"Wein und Distinktion"

Ringvorlesung am 11. Dezember an der Universität Trier

"Wein und Distinktion" lautet das vierte Thema der Öffentlichen Ringvorlesung der Universität Trier "Luxus und Verschwendung". Prof. Dr. Alois Hahn und Dr. Rainer Diaz-Bone (FU Berlin) halten den Vortrag am Dienstag, 11. Dezember 2007, um 18 Uhr c.t., in Hörsaal 6. Interessierte aus Stadt und Region sind herzlich dazu eingeladen.

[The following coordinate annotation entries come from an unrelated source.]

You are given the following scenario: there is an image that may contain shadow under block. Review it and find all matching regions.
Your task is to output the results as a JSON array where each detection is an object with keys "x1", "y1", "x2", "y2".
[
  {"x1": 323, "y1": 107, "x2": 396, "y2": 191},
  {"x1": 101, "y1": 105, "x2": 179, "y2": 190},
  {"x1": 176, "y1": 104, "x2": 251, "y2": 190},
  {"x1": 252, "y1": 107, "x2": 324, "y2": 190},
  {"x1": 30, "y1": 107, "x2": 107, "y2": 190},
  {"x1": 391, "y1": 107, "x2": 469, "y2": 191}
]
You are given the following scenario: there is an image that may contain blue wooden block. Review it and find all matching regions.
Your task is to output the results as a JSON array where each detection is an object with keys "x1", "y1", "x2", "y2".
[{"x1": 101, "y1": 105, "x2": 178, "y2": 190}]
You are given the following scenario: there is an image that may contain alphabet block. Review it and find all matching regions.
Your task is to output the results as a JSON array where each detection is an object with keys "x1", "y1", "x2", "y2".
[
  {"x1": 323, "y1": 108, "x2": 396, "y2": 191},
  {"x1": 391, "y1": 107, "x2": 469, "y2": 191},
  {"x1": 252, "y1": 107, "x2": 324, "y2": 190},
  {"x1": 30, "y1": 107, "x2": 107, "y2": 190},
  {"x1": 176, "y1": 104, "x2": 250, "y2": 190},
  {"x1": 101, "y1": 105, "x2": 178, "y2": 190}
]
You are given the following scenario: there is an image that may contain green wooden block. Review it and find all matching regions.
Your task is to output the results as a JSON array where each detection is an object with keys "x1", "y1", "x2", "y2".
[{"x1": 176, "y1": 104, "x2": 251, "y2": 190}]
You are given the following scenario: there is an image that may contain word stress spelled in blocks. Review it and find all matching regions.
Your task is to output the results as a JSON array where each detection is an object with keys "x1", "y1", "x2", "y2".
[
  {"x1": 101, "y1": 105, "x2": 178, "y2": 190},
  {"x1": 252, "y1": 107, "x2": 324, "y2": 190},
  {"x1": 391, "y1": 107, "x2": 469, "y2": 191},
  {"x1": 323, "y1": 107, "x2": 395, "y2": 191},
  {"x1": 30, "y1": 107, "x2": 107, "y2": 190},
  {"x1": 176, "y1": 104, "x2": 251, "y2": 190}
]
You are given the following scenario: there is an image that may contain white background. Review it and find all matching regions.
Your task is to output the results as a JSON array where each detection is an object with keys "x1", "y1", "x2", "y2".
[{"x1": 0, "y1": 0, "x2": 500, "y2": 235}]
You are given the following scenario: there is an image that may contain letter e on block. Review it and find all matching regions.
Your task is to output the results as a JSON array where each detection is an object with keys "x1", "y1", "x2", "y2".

Sozialgeschichtlich gesehen stellte Wein in Deutschland und erst recht in den Gebieten, in denen er nicht wächst, schon als solcher ein Luxusgut dar, das nur wenigen als tägliches Getränk zur Verfügung stand. Selbst an der Mosel war er jedenfalls als Alltagsgetränk nur den Reichen vorbehalten. Die anderen hatten sich mit dem Viez, also dem vergorenen Apfelmost, als Vize-Wein zu begnügen. In Südfrankreich muss das im 19.Jahrhundert anders gewesen sein. Denn hier gehörte, wenn der Weinbergbesitzer Karl Marx recht hat, der tägliche Rotwein zum kulturell definierten Existenzminimum. Aber für Deutschland galt das nicht. Wer hier täglich Wein trank, drückte schon damit aus, dass er sich einen Luxus leisten konnte, über den andere nicht verfügten. Dazu passte auch die luxuriöse Form des Genusses: kostbare Gläser und Karaffen, ebenfalls aufwändige Speisen usw. Heute freilich könnte man meinen, dass Wein, schon weil es ihn bei Aldi oder Lidl für 2 € die Flasche zu kaufen gibt, jeden Bezug zum Luxus verloren hat. Das trifft aber keinesfalls zu. Nach wie vor kann man sich keinen Bauarbeiter vorstellen, der bei der Arbeit statt Bier Wein trinkt. Immerhin kann man sagen, dass der Luxus in Bezug auf Wein davon abhängt, welchen Wein man zu sich nimmt. Denn neben dem Billigwein beim Discounter gibt es auch solche (sogar rezente) Tropfen, die auf Versteigerungen über 3000 € kosten. Der Wert des Weins ergibt sich nun nicht ausschließlich oder auch nur primär aus seinen „materialen“ Geschmackseigenschaften. Was man schmeckt, ist weitgehend Resultat kultureller Prägungen einerseits und diskursiver Praktiken, sieht man einmal ab von ganz elementaren Differenzen wie süß oder sauer. So zeigen z.B. Experimente bei Blindtests, dass selbst fortgeschrittene Studenten von Weinbaufachhochschulen, einen rot gefärbten Weißwein für einen Rotwein halten, den sie dann kenntnisreich kommentieren. Das Etikett und die Weinansprache kreieren das Erlebnis ebenso wie der Kontext, in dem es stattfindet. Luxus distinguiert nur mithilfe von Diskurs, ist also eine soziale Konstruktion.